Gemäss einer Studie von MeteoSchweiz werden Allergiker künftig ihre Aktivitäten draussen auf die Pollen-Vorhersagen abstimmen können. Nötigenfalls können sie dann auch präventiv ein Medikament einnehmen oder ihre Aktivitäten draussen auf pollenfreien Tage legen. Von den automatisch erhobenen Daten werden aber nicht nur die Meteorologen und Klimatologen profitieren können, sondern auch Ärzte und die Pharmaindustrie.

Die Investitionen für das neue Messsystem von drei bis vier Millionen Franken würden klar vom wirtschaftlichen Nutzen und den Gesundheitskosten übertroffen, heisst es. Der Unterhalt der Anlage werde sich zudem etwa im selben Bereich bewegen wie beim alten Messsystem.

Bis zu 3,5 Milliarden Kosten wegen Allergien

Heute werden die indirekten Kosten durch den Produktivitätsverlust und den Ausfall wegen Krankheitstagen in der Schweiz, die auf Pollen-Allergien zurückgeführt werden, jährlich auf zwischen eine und 3,5 Milliarden Franken geschätzt. Dies entspricht 700 bis 2500 Franken pro Jahr und Allergiker.

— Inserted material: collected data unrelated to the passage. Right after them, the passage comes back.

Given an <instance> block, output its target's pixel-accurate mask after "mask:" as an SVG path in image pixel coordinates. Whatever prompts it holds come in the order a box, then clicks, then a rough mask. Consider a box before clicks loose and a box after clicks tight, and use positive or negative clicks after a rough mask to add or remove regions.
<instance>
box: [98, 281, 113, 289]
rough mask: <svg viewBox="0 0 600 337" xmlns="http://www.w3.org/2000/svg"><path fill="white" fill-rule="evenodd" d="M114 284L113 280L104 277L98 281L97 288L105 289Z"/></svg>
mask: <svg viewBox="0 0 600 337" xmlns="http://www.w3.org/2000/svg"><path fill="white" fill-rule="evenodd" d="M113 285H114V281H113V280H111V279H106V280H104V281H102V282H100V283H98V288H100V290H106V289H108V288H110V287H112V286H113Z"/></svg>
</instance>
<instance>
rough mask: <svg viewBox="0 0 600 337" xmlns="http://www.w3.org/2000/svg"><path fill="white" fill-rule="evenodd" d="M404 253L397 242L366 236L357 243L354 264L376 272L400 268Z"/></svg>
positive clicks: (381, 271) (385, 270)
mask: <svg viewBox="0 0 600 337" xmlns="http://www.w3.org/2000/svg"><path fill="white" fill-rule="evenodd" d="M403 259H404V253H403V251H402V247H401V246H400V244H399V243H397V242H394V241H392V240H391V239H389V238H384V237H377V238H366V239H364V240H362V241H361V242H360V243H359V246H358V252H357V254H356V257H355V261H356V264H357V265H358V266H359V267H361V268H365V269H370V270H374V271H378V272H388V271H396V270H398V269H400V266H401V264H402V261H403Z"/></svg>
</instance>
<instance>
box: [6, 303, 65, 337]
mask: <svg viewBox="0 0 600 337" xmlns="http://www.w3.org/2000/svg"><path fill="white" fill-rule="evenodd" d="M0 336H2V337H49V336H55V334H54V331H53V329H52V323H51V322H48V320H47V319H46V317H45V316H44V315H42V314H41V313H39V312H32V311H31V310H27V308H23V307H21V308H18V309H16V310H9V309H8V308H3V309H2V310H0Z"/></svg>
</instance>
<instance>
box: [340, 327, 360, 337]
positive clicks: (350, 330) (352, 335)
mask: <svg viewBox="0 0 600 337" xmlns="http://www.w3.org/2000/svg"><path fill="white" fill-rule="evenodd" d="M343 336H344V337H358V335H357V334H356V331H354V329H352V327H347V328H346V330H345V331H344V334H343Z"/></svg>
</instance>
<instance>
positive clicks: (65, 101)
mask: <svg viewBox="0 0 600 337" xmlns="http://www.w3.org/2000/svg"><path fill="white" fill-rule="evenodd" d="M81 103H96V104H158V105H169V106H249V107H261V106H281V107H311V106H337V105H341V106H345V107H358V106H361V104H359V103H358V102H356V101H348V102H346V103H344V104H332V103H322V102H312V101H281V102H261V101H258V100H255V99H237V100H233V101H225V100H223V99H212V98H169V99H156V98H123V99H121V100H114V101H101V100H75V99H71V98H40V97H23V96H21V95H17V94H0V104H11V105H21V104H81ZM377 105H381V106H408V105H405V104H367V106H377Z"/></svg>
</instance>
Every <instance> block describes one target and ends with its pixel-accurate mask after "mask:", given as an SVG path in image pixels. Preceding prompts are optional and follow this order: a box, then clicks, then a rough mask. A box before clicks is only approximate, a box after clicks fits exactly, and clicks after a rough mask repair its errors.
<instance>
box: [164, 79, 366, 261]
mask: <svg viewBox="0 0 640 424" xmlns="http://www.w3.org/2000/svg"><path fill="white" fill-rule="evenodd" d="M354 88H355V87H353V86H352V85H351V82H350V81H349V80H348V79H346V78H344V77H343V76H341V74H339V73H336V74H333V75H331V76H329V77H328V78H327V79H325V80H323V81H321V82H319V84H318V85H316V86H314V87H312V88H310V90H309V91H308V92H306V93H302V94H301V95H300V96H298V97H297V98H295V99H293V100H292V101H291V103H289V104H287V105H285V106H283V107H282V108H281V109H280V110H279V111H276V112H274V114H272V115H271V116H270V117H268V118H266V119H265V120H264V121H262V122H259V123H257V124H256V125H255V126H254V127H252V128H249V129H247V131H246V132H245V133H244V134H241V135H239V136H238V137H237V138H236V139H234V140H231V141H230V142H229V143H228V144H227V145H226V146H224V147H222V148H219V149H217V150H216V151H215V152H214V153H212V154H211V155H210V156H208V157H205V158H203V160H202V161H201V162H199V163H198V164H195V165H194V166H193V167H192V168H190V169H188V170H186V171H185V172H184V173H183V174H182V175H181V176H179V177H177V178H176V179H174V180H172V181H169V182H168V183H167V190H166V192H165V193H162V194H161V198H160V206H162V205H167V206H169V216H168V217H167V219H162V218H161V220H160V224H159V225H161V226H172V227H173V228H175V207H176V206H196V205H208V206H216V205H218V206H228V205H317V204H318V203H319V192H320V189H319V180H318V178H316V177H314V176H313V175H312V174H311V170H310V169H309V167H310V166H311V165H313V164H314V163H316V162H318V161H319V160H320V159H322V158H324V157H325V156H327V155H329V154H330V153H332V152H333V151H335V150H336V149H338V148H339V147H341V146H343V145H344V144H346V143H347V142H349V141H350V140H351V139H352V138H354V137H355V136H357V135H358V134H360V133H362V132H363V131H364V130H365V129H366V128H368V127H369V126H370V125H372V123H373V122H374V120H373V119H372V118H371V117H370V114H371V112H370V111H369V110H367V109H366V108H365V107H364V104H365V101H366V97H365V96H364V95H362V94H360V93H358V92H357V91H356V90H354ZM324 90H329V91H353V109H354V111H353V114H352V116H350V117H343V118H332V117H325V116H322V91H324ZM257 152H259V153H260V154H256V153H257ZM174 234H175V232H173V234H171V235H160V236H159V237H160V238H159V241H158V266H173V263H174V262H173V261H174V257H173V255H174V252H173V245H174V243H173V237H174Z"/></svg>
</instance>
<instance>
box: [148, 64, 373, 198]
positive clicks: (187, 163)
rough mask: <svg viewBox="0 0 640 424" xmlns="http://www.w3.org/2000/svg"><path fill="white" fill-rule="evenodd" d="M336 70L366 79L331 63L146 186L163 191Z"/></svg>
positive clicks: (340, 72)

Die Ausschreibung für das Echtzeit-Messsystem wird im kommenden Jahr stattfinden, so dass das neue System 2022 oder spätestens 2023 in Betrieb genommen werden kann, wie MeteoSchweiz-Sprecherin Barbara Galliker sagte. Die beiden Schweizer Firmen sind angesichts der Versuche mit ihren Protoypen zuversichtlich, den Auftrag zu bekommen.